The Dying Room, by Lizzie Hopley, introduces us to at least a little of what Torchwood was up to during World War II, and there’s a grimness and a gravitas to it that befits the situation. In terms of a scenario, it’s more or less a tight two-hander, with occasional expansion outside the so-called Dying Room. And for the most part, it shows us an interrogation of a quiet academic by the Nazis.

It’s worth mentioning that the academic, M LeDuc, is played by Simon Russell Beale, because that will give you an idea of the calibre of performance at work in this audio. Mark Elstob too, as Herr Grau, the interrogator, is pitch perfect throughout this story, which for the most part sings like an agitated violin, on just a handful of notes, wearing your resistance down and leaving you raw and tense, but absolutely unable to turn away from it – don’t try and listen to The Dying Room while you’re doing something else, and don’t try to do it in chunks, however great the temptation is to give yourself a breather from the intensity of it. It deserves you, all the way through, not just because of course real people died in real rooms at the hands of real men and women with fanatical zeal, but also because the writing, the direction and the performances are set that high, that tense, that to break your concentration during The Dying Room is to do everyone involved a disservice – including yourself.
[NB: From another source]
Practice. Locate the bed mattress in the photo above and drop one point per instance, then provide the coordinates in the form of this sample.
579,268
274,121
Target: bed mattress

If you’re thinking that a Nazi interrogation doesn’t sound terribly Torchwood, don’t despair – there’s plenty of creepy weirdness going on outside the room, with a virus that turns people into slavering, unintelligible monsters. That in fact is the pretext of the interrogation – Grau smells Torchwood at work, and tries to prove that LeDuc is something to do with it all.
There’s a vibe of ‘wartime Usual Suspects’ about the whole thing, and we the listener suspect, with Grau, that there’s more to LeDuc than meets the eye fairly early on, but what is actually going on is a refreshing surprise when we find it out, bringing an Indiana Jones ripple of satisfaction, and a justice that pleases, without being pinpoint-guessable till the pieces are meant to fall into place. Along the way, we also discover more or less where Torchwood’s heart actually lies in the whole ‘conflict of nations’ and get a brave, modern but believable repudiation of Nazi and supremacist ideologies into the bargain.

Torchwood The Dying Room is not, at almost any point, fun. It’s a Nazi interrogation, you don’t expect fun from that scenario. What it is though is tense, sweaty, nerve-shredding drama, played by some excellent actors, and directed by Scott Handcock like the 18-rated version of a black and white war film. It’s one to pick up for its dramatic qualities, and for the experience of going through it, rather than because it will give you a happy hour. But like all the best dramas, you’ll emerge at the end of it feeling like you’ve been through the emotional wringer, but that it was well worth the journey.